Latente, aparentando magma sonolento, sob uma crosta que se julga intransponível, a questão do celibato eclesiástico vai eclodindo ao longo dos tempos, conduzindo a discussões teóricas no seio da sociedade. A filosofia e a lógica fazem, por vezes, esquecer, no entanto, que o Homem não é só razão.
Em Beto e Arlinda, reedição em livro pela Bibliotrónica Portuguesa de textos diarísticos, Pedro da Fonseca, sacerdote, assume o ato corajoso de trazer à nossa consciência um grito angustiado de revolta contra o celibato imposto, através de um voto precocemente arquitetado.

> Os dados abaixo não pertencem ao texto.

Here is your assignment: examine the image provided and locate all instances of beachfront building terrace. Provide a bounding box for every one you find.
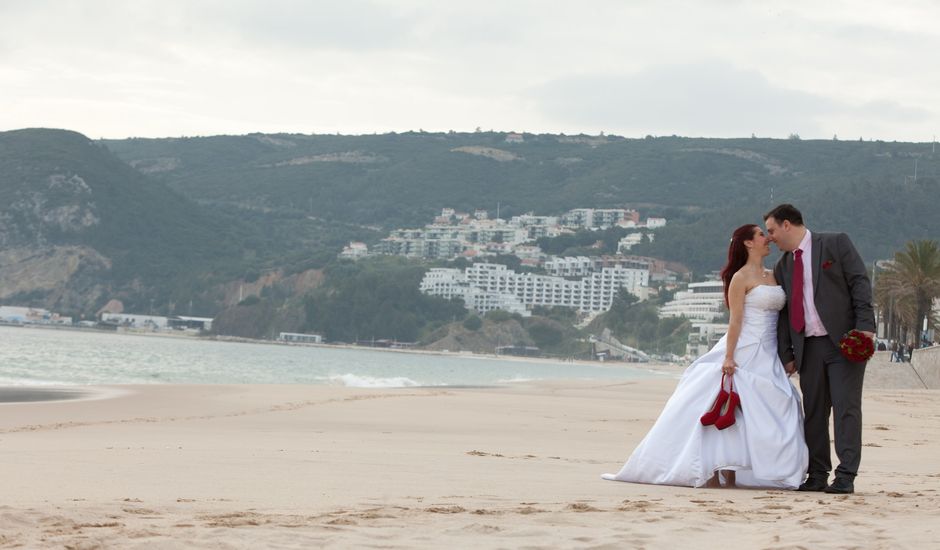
[420,263,649,313]
[659,280,725,323]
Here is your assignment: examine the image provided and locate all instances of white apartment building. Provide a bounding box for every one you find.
[542,256,594,277]
[420,263,649,312]
[418,267,532,317]
[685,323,728,357]
[617,232,643,254]
[339,241,369,260]
[376,218,529,260]
[659,280,725,323]
[561,208,639,229]
[509,214,561,240]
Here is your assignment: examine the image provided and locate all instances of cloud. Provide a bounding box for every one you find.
[531,61,933,137]
[533,61,835,136]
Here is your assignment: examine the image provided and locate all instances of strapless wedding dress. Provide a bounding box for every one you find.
[602,285,809,489]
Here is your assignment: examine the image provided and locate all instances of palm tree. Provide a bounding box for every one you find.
[875,240,940,344]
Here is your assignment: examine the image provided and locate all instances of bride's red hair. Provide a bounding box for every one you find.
[721,223,757,308]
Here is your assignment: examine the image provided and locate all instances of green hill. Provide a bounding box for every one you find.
[0,129,254,313]
[104,132,940,272]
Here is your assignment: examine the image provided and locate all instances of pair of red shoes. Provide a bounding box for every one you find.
[701,374,741,430]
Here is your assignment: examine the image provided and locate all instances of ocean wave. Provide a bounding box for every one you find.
[0,376,82,387]
[496,375,542,384]
[321,373,423,388]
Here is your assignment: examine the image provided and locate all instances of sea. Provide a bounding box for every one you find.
[0,326,664,388]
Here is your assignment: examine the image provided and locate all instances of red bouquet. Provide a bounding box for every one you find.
[839,329,875,363]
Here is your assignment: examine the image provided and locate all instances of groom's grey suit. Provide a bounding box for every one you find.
[774,232,875,480]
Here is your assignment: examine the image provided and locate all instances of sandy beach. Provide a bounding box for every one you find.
[0,378,940,549]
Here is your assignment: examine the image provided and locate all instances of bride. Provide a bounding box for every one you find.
[602,224,808,489]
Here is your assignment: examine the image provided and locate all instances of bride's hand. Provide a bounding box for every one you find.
[721,357,737,374]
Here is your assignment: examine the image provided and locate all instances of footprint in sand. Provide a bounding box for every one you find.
[565,502,603,512]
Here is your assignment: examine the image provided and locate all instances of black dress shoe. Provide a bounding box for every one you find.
[797,477,828,491]
[825,477,855,495]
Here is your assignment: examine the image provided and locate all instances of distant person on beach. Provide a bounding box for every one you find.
[602,224,808,489]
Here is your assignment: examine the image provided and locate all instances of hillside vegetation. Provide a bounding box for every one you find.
[104,132,940,272]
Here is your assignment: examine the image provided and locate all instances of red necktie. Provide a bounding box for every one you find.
[790,248,806,332]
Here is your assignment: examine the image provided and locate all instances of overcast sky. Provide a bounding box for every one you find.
[0,0,940,142]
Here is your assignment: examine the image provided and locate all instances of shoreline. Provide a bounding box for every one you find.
[0,325,688,372]
[0,378,940,550]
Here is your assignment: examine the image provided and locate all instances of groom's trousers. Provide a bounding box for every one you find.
[800,336,866,480]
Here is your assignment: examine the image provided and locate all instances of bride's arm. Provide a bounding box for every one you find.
[721,272,747,374]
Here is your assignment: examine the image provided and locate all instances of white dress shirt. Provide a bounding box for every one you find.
[797,229,829,336]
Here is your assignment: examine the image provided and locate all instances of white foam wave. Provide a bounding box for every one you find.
[0,376,81,387]
[496,376,541,384]
[326,373,422,388]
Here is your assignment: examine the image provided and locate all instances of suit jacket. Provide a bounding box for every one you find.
[774,232,875,369]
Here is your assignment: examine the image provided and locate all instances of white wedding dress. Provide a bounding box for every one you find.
[602,285,809,489]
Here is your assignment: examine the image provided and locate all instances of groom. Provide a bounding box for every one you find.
[764,204,875,494]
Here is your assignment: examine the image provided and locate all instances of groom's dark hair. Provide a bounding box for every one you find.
[764,203,803,225]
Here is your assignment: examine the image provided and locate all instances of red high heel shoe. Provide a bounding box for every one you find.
[701,374,729,426]
[715,377,741,430]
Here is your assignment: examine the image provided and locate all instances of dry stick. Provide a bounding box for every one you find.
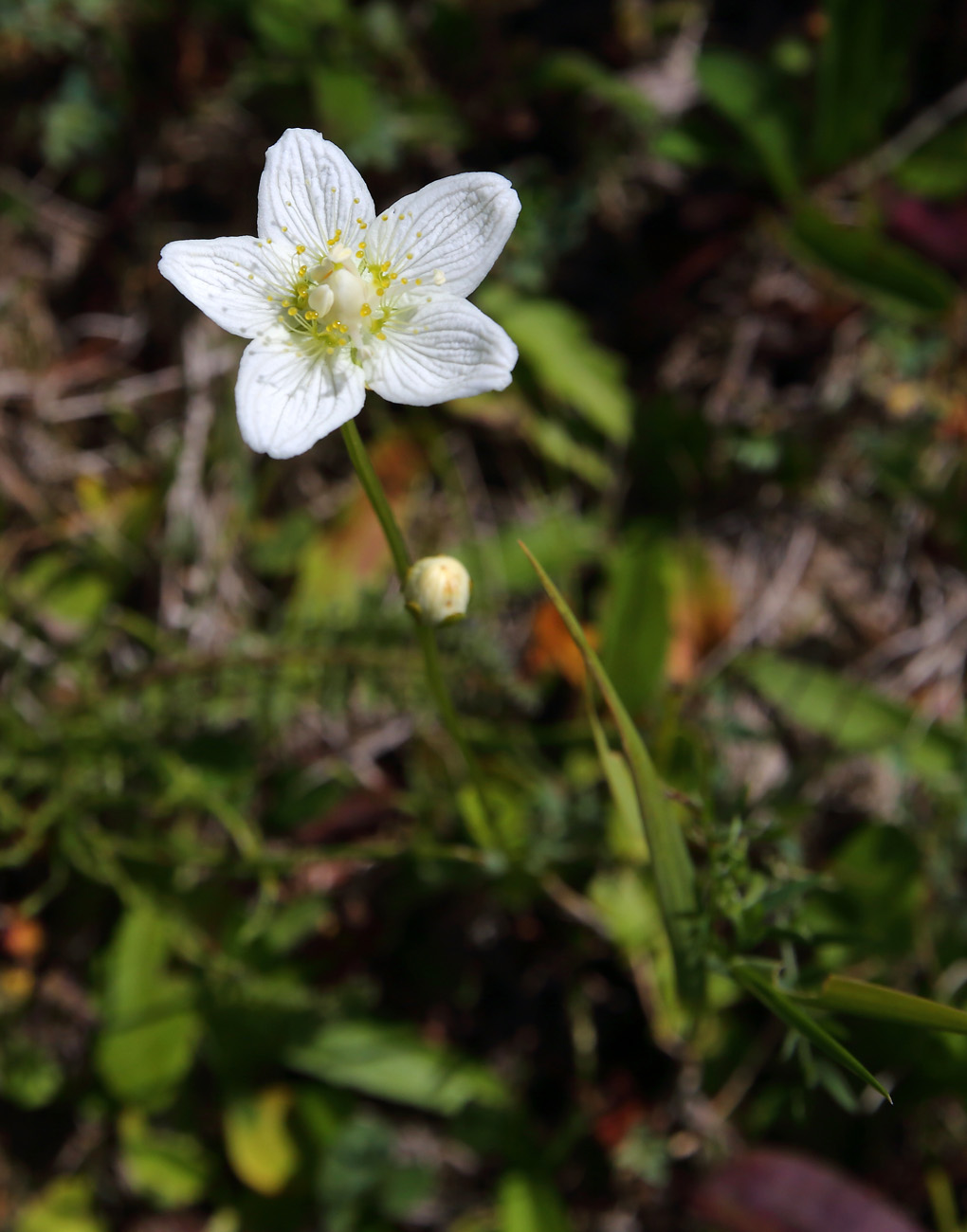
[342,419,497,846]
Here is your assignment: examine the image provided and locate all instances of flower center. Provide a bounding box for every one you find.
[279,235,405,362]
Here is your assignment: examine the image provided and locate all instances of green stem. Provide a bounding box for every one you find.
[342,419,497,846]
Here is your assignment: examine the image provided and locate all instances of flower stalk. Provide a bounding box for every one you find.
[341,419,497,846]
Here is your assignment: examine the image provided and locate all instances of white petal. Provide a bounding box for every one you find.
[235,335,366,459]
[259,128,374,256]
[157,235,283,337]
[367,172,520,296]
[366,296,518,407]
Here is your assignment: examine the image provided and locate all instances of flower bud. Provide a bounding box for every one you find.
[405,555,473,625]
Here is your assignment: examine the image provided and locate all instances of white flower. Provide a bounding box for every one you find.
[405,555,472,625]
[159,128,520,459]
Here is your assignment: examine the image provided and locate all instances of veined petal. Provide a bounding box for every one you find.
[367,172,520,296]
[235,334,366,459]
[259,128,374,255]
[366,296,518,407]
[157,235,281,337]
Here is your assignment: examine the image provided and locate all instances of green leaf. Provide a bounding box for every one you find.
[697,48,799,197]
[521,543,704,1003]
[283,1022,510,1116]
[893,120,967,201]
[736,650,967,780]
[808,976,967,1035]
[498,1171,571,1232]
[520,413,614,490]
[729,960,893,1104]
[95,906,201,1108]
[813,0,930,172]
[601,526,671,715]
[223,1087,300,1198]
[477,284,633,444]
[119,1109,210,1210]
[13,1177,107,1232]
[585,690,648,863]
[787,207,958,320]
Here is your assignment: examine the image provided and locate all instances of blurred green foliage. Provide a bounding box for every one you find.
[7,0,967,1232]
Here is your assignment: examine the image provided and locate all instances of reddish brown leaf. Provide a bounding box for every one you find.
[692,1149,922,1232]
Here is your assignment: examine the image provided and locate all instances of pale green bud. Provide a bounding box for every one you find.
[405,555,473,625]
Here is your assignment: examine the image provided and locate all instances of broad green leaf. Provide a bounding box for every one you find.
[521,543,704,1003]
[787,207,958,320]
[95,906,201,1108]
[540,52,658,130]
[477,284,633,444]
[697,48,799,197]
[119,1109,210,1210]
[803,976,967,1035]
[736,650,967,780]
[283,1022,510,1116]
[498,1171,571,1232]
[813,0,931,172]
[520,413,614,489]
[13,1177,107,1232]
[729,960,893,1104]
[223,1087,300,1198]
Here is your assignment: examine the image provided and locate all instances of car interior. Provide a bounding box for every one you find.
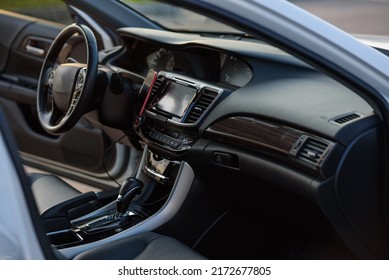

Mais justo que falar dele, ouçamo-lo:
«Aos 20 anos… … que dificuldade é que há em obter um sim, ao cabo de uma semana, meses, anos, em que não houve o contacto do mundo exterior?! Isto, após longo tempo de vida conventual, em que se apresenta, não o mundo real em que há de viver-se, mas um panorama que gera o olvido para as grandes realidades em que havemos de imergir. Hesitará o sujeito em dizer, sinceramente, que disponham dele? Não foi o indivíduo previamente anestesiado, a fim de lhe arrancarem o sim desejado?!
Ó Deus e Senhor, é lá possível que Vós aproveis sistemas desta ordem?! Estou convencido, agora mais que nunca: sou livre para amar».
«É humano e justo que haja dois infernos?! Um na outra vida, logo após a morte; outro, nesta ainda, lutando ingloriamente por deveres e princípios que os homens impuseram, fazendo-se mais senhores que o próprio Senhor. .. …Quem lhes outorgou autoridade para espezinhar os sonhos legítimos e multiplicar as graves dificuldades em que a vida abunda?!».
«Amando, amado e condenado à mais aviltante solidão! Haverá perdão para tanta afronta aos desígnios de Deus sobre o amor humano?!».
«Compreendestes agora o que me fizestes?!».
«Apenas o Papa, em suma compreensão, daria rumo novo à existência amarfanhante».
Mas Beto e Arlinda, como o título sugere, é sobretudo uma história diária de amor vivido, esmagado entre o voto feito, que se quer cumprir, e a convicção do direito a assumi-lo e a realizar-se através dele. Esmagado, enfim, pela batalha perdida contra as normas morais, a pressão familiar e social.
O drama interior traz-nos à mente Abelardo e Heloísa, Pedro e Inês, Romeu e Julieta, mas em circunstâncias de violência perpetrada contra o próprio.
Tudo isto com uma riqueza de linguagem cuidada e rigorosa.
Experimente ler: ficará a compreender um mundo diferente do que conhece.
J.A. Marcos Serra
Gilson Constantino Mateus Salussi
Pelo extrato, parece-me ser um rico texto para aprender e exercitar ideias, que podem nascer de uma leitura interpretativa e compreensiva do referido escrito. Embora é claro que soltaram algumas questões que são de uma hodiernidade mais do que tangível, mas vale a pena ler na íntegra e inferir sobre ela, a razão que em si consolida uma lógica que pode ser consensual.